Like most animated films Totoro's defies the predictable logic and physics of reality, but animation impressario Hayao Miyazaki also escapes the bipolar rhythms that automate Pixar and Disney's finest stories.
If you prefer your animated tales populated by heroes (toy cowboys, trash compactors, septuagenarian widowers) who adulate their damsels as they save the day, you'll be disappointed by the lack of yahoos. If you prefer your fairy tales (a pun on male fantasy)'s dowager princesses besieged by witches, dragons and aristotelean story arcs who inadvertently transform damsels into housewives, brace yourself to succumb to ennui.
It opens with a doting, bookish father transplanting himself and his two adorable children, roly-poly Mei (the curious, courageous toddler) and svelte Satsuki (the conscientious and dutiful eldest), to a verdant farming village. A move ostensibly to bring them nearer to their endearing mother, who is bedridden in a neighboring hospice gracefully enduring an unnamed malady.
Even when he is preoccupied with work, the father is attuned to the sensitivities of his girls as well as the natural order of things, including the metaphysical. There are no slapstick misunderstandings here.
Through the providence of infantile curiosity, Mei stumbles upon Totoro and his kindred cohorts who are presumed to be wood spirits, which is to say they nap, avoid adults, and conjure illusions (e.g. invisibility, flight, hail cat buses). They speak the language of animals: meanings and intentions are grasped without exposition-- wonder of wonders.
As magical beings, their incantatory dancing spurs the overnight growth of saplings into hundred year old trees and by mounting a whirling top, as if it were a broomstick, they soar on the currents of midsummer nights. But the real magic is conjured by simple, everyday gestures. Twice an ordinary umbrella becomes the catalyst for transforming a coy encounter into an enriched fellowship. To ward off spooks in their new home, father summons the most effective magic of all: laughter.

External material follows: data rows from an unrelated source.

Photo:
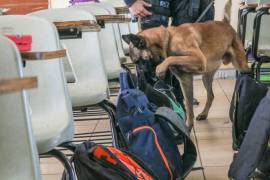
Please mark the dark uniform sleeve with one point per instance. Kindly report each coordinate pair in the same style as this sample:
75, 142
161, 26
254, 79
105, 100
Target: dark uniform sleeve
129, 2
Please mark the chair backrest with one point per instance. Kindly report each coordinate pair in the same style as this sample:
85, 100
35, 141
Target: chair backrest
85, 53
119, 28
132, 27
107, 41
19, 157
50, 103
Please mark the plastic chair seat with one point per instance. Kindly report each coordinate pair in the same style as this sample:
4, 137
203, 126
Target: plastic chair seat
51, 110
88, 93
91, 82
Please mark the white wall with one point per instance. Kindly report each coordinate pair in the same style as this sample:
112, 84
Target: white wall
58, 3
220, 4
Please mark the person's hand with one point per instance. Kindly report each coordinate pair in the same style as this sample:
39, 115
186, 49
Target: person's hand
139, 8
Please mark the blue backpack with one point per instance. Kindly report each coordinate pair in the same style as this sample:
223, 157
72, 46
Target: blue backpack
148, 135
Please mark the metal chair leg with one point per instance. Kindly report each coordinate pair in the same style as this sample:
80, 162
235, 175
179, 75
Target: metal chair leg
118, 139
69, 170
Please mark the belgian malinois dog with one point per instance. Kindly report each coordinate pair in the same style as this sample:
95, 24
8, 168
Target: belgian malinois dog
190, 49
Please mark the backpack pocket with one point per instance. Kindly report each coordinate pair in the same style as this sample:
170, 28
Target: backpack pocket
150, 152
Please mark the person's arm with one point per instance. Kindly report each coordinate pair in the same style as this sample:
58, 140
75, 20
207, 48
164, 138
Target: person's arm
138, 7
129, 2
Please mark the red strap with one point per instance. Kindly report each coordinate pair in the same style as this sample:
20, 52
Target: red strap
134, 167
100, 153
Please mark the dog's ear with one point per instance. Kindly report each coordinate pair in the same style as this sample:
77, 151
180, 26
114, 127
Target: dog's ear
137, 41
126, 38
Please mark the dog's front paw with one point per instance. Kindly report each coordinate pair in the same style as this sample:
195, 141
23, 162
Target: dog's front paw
161, 70
201, 117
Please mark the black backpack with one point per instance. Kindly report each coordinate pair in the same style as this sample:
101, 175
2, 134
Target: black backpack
93, 161
247, 95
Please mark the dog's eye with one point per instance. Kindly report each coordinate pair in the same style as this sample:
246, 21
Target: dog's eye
158, 46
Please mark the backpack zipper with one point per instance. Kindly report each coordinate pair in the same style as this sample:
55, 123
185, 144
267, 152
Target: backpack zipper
165, 161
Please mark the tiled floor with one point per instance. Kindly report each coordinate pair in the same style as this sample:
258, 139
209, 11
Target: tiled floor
214, 136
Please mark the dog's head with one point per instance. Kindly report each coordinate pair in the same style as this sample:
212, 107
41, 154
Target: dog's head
138, 49
147, 45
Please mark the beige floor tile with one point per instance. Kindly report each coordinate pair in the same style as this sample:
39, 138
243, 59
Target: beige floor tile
103, 126
51, 177
195, 175
217, 173
49, 168
216, 152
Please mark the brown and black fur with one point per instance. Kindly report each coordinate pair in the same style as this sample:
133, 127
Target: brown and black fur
189, 49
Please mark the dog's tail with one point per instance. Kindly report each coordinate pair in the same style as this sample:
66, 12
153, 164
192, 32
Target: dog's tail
227, 12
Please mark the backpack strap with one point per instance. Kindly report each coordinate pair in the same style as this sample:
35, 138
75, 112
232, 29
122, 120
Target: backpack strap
190, 153
125, 81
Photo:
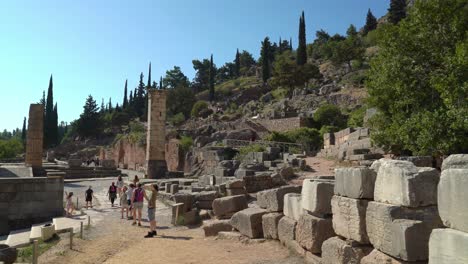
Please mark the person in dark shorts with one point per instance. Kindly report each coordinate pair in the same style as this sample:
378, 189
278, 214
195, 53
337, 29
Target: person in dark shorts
152, 209
112, 193
89, 197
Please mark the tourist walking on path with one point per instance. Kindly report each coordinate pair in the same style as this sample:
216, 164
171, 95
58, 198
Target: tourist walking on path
69, 204
137, 203
112, 193
123, 201
152, 210
130, 190
119, 184
89, 197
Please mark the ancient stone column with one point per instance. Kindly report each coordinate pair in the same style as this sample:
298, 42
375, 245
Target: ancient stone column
156, 134
35, 136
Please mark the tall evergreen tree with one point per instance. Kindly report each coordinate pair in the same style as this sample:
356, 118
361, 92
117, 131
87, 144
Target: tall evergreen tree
211, 77
149, 77
265, 55
125, 102
237, 64
371, 23
397, 11
23, 131
302, 48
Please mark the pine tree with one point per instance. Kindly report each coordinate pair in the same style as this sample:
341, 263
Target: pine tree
149, 77
125, 102
265, 55
237, 64
371, 23
302, 48
23, 131
211, 76
397, 11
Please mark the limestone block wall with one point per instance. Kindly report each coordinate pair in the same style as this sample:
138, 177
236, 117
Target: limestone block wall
27, 201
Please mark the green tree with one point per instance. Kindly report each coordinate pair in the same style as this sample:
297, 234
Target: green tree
371, 23
302, 48
237, 63
89, 123
418, 81
175, 78
265, 59
397, 11
212, 74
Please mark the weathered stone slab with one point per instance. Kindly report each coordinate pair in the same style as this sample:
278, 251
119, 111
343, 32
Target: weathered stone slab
382, 230
270, 225
212, 228
355, 182
286, 229
448, 246
453, 198
316, 196
402, 183
349, 218
273, 199
249, 222
293, 206
338, 251
225, 207
377, 257
312, 231
457, 161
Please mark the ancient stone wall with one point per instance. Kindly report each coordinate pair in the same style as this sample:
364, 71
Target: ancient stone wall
27, 201
35, 135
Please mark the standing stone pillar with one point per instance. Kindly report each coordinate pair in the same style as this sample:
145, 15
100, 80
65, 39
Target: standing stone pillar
156, 134
35, 136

Through the course of things a plot does emerge. Mei gets lost attempting a headstrong trek to visit her mother, who's condition may have taken a turn for the worse. Alluding to Cinderella, her shoe is found by a villager, but she is not. It is a quietly mortifying discovery.
In a preamble on the DVD release Pixar honcho John Lassetar pays homage to Totoro, Miyazaki and Studio Ghibli. One wishes he would use his influence to adopt more of their convention-defying conventions, especially pertaining to heroines.